♪上を向いて歩こう〜〜♪
私の生活半径のなかに、富士山のビューポイントがいくつかあります。冬の澄み切った空に映える真っ白い富士山は、気持を和ませてくれて、とてもこの季節が待ち望まれます。
残念ながら我が家のまわりを歩いていても、富士山は見えませんけれど、東京の西南部の高台に位置する関係で、ちょっと見通しのよい高い場所からは、冬の晴れている昼間、崇高な姿を拝むことができます。
お正月から大寒波が襲来して、一枚余分に雪の布団を掛けたのでしょうか。今年の富士山は例年よりも心なしか大きく見えるようです。青い空にくっきりとした姿はなんと美しいのでしょう。

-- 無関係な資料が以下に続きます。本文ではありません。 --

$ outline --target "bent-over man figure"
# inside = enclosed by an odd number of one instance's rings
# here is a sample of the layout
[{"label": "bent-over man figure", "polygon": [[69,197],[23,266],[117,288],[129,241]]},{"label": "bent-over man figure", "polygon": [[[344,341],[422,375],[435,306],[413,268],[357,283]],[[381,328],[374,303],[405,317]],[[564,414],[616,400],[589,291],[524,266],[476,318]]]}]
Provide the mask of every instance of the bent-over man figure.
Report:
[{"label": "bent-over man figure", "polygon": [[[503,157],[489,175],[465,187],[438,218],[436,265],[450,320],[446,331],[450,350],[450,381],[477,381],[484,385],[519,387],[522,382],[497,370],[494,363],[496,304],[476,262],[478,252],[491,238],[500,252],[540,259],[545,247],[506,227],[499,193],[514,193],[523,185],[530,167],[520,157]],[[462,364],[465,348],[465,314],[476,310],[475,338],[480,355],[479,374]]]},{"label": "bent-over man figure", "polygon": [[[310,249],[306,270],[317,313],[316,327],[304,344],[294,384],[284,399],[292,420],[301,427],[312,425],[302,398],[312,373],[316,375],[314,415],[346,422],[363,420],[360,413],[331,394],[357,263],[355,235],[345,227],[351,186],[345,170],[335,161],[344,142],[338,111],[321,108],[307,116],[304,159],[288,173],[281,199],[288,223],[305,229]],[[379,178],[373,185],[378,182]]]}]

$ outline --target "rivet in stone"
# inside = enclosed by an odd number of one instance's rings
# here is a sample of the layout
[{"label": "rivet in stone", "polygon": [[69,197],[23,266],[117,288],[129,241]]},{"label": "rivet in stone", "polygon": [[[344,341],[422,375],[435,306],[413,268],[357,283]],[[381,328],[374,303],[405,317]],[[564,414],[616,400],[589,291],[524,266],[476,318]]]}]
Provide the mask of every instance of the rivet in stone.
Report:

話は変わりますけれど、私は雪ならぬ肉の布団を、標準より多くかけているために、最近背中の盛り上がりが気にかかり始めました。思い出したように、鏡を見ては背筋を伸ばしたりしますけれど、気がつくと何となく前かがみになっているのです。
ある日、家の近くの道すがら、背中を伸ばしてふと空を見上げると、雲ひとつない青い空で、銀色の米粒のような飛行機が、くっきりとした飛行機雲を描きながら天空に姿を消して行きました。

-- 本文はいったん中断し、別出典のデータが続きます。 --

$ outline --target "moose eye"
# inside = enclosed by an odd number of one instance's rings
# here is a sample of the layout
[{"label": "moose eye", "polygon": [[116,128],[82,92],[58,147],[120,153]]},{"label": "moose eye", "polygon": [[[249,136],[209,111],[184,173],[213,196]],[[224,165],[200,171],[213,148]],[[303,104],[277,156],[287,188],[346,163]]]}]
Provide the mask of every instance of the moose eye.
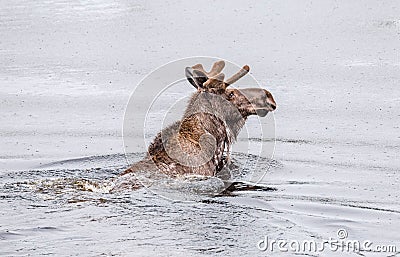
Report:
[{"label": "moose eye", "polygon": [[230,92],[228,97],[229,97],[229,98],[232,98],[232,97],[234,97],[234,96],[235,96],[235,94],[234,94],[233,92]]}]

あまりの美しさに立ち止まり、眺めているところに一人のご婦人が通りかかりました。その方は俯いて、何か考え事をしながら歩いていられます。思わず私はその方に声を掛けました。
「飛行機雲がきれいですよ」
我に返ったようにその方は空を見上げ、「まあ、ほんとうに」
そして思い出したように背中をとんとんと叩きました。
ちょっとの間、私は見知らぬその方と空を眺めていました。
羽田の飛行場からそれほど遠くない私の町で、こんなに高いところを飛ぶのは、東京を素通りしていく便に違いありません。ひょっとして北海道から沖縄に向かっているのかしら?それとも、何年か前にアラスカに行った時乗ったように、アンカレッジとソウルを結ぶラインかしら?それにしてもあの高いところで大勢の人が椅子に座っている様子を想像すると、なんだかとても滑稽に見えて思わず吹きだしそうになります。
話しが逸れてしまいました。私は富士という山はもとより、
♪あ〜たまをくもの うえにだし〜〜♪
という「富士山」の歌がこれまた大好きです。「君が代」がいけないならこの歌を国歌にしたら?とまで、思っているのですけど・・・・・・
でも最近知ったのですが、こんな名曲を今の小学校では教えていないのですね。
冬のある日、デーホームで地元の小学生たちと出会いました。皆、ソプラノリコーダーを持ってきて、見事な演奏を聴かせてくれたのですけれど、そのあとで皆で一緒に歌いましょう、という事になったとき、私が引っ張り出した「富士山」の歌を知らない小学生たちは、首をかしげて、口を開きませんでした。
小学校の授業でこの歌を歌って欲しい、と今、私は切実に考えています。
またまた話が逆行しますけれど、ある年ネパールに行くのに、関空から上海経由で行ったことがありましたが、その時乗った飛行機が、富士山の真上を通過しました。これはよほどの好気流で、パイロットが(中国の飛行機でしたが)サービス精神旺盛だったのでしょうか。
それにしても真下でぽかんと口を開けた富士……あんな間抜けな山の姿を見たのは初めてです。
皆のアイドルだった坂本九ちゃんが、富士山の上空で散ってから、何年になるでしょうか。
早すぎる死は悲しいけれど、♪上を向いて歩こう〜〜♪ と素晴らしいメッセージを残して逝った彼の心に応えるように、空を見上げて前向きに生きていこうではありませんか。
この富士山の写真は、友人の宮川和雄・康子夫妻の撮られたスナップです。宮川夫妻は、日帰りで関東一円を走り回る遊び上手なカップルです。